As for the origin of Low Volts, Lowman says “There was a point when my last band decided to go on hiatus and I had no one to play with. Eventually, I just started playing these heavy, dirty riffs by myself using a glass slide. I had a dusty old kick drum set up in the corner of my room, and I would keep time with that and just jam for hours. So, basically, Low Volts was born out of necessity.”
Lowman, who has also fronted Blackout Party, says “It’s just me, a kickdrum, an old guitar and a microphone. Kind of a cross between early Elvis and Evel Knievel.” Lowman also plays flute.
“Those riffs evolved into actual songs. I would record them just so I wouldn’t forget them. But instead of multitracking, I put one microphone in the room and recorded the kick drum, vocals, and guitar live to save time. On playback, it sounded like three or four musicians. No one believed it was just me playing everything all at once.”
Just don't call him a one-man band. “I actually loathe the term ‘one-man band’ because it brings to mind the weirdo in the town square with kazoos in his ears and cymbals between his knees. I think Low Volts is something you have to witness live to understand...there’s something about the crash-and-burn element that really makes it exciting for me and, in turn, the audience. When everything is mic’d properly, there’s nothing stopping me from playing tiny bars to arena-sized venues. I always tell the sound guy that the force of the kick drum needs to crack sternums.”
The band released Twist Shake Grind Break in May 2011. At the San Diego Music Awards that August, they took home trophies for Best New Artist and Best Blues Album. Lowman’s other band Blackout Party won the Best Americana award.
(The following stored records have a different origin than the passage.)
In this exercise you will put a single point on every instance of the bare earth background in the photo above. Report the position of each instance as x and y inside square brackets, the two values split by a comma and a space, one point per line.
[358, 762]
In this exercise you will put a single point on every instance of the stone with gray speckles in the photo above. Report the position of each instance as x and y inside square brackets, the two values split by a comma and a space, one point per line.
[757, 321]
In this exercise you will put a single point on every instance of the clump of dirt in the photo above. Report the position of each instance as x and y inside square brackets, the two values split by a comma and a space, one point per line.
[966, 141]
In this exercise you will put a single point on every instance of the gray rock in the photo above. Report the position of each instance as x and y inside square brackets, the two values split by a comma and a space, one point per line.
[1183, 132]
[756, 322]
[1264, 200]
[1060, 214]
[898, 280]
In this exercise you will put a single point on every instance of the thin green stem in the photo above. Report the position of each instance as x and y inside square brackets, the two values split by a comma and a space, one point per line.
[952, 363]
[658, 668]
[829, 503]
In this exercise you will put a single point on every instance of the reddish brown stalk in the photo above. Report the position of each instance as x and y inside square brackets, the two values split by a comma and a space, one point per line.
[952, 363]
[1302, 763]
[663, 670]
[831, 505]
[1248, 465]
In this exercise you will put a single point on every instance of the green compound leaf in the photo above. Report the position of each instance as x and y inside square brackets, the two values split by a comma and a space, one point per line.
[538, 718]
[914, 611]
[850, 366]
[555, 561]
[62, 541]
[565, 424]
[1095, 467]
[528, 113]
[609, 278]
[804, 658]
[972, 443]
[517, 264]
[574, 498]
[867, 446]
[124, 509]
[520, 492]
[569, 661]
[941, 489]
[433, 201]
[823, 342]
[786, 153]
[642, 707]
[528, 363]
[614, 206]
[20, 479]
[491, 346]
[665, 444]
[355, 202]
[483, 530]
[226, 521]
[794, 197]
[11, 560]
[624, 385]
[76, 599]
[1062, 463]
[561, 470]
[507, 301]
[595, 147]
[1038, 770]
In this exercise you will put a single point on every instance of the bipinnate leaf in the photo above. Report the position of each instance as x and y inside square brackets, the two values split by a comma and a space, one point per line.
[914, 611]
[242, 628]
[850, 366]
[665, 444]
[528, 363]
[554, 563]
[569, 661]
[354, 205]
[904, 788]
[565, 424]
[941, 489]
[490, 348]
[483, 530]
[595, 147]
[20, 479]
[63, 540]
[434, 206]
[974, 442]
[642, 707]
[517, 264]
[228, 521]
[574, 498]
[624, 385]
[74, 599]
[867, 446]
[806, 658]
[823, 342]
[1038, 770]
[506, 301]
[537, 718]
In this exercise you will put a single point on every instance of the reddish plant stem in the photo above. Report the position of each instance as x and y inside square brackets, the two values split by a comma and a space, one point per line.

Early 2012 found Lowman playing a two week residency at the Continental Club in Austin Texas, followed by a weekly solo gig at downtown’s Hard Rock Hotel. A new Low Volts’ full-length Oh My Stars (produced by Mike Butler at Lost Ark Studio) was released in December 2012, taking home a Best Blues Album trophy the following year at the October 2013 San Diego Music Awards.
“On my debut record, the only overdubs were some chains and tambourines, which I have girls play at live shows.” In concert, he’s also sometimes accompanied by a pair of female dancers known as the Hi-Watts, and the band's music has been heard on the Showtime TV series Weeds.
In Autumn 2014, Lowman was writing music to accompany a new series of videos produced by Stone Brewing Co., which tell the stories behind the company's various brews. The following Spring, a new video "Roam With You" was filmed and recorded live in a motorcycle machine shop, released online before the band embarked on a west coast tour through June, 2015. They supported Brian Setzer and his Orchestra for a 28-date national Christmas Rocks tour that ran through December 21 in Seattle, WA.
After Holwerda relocated to Nashville, TN, Lowman followed in 2016, although he eventually returned to San Diego, while Holwerda stayed in Tennessee. “I fell in love in Nashville on tour with Blackout Party,” says Lowman of his two years there. “At the time, you could rent a two-bedroom house on ¾-acre in East Nashville for $650, and all your neighbors were musicians. It made so much sense to be where music ruled the town and people shared the same passion. Plus it’s a great hub for touring the south and east coast.”
The 2018 comedy Super Troopers 2 features their song "My Fixin," alongside tracks by fellow locals Blackout Party and Stephen Pearcy. When the entire Roam With You CD was finally released that year, it shipped with a handwritten thank you note, stickers, and a bonus holographic Low Volts guitar pick that reads "Property of Low Volts."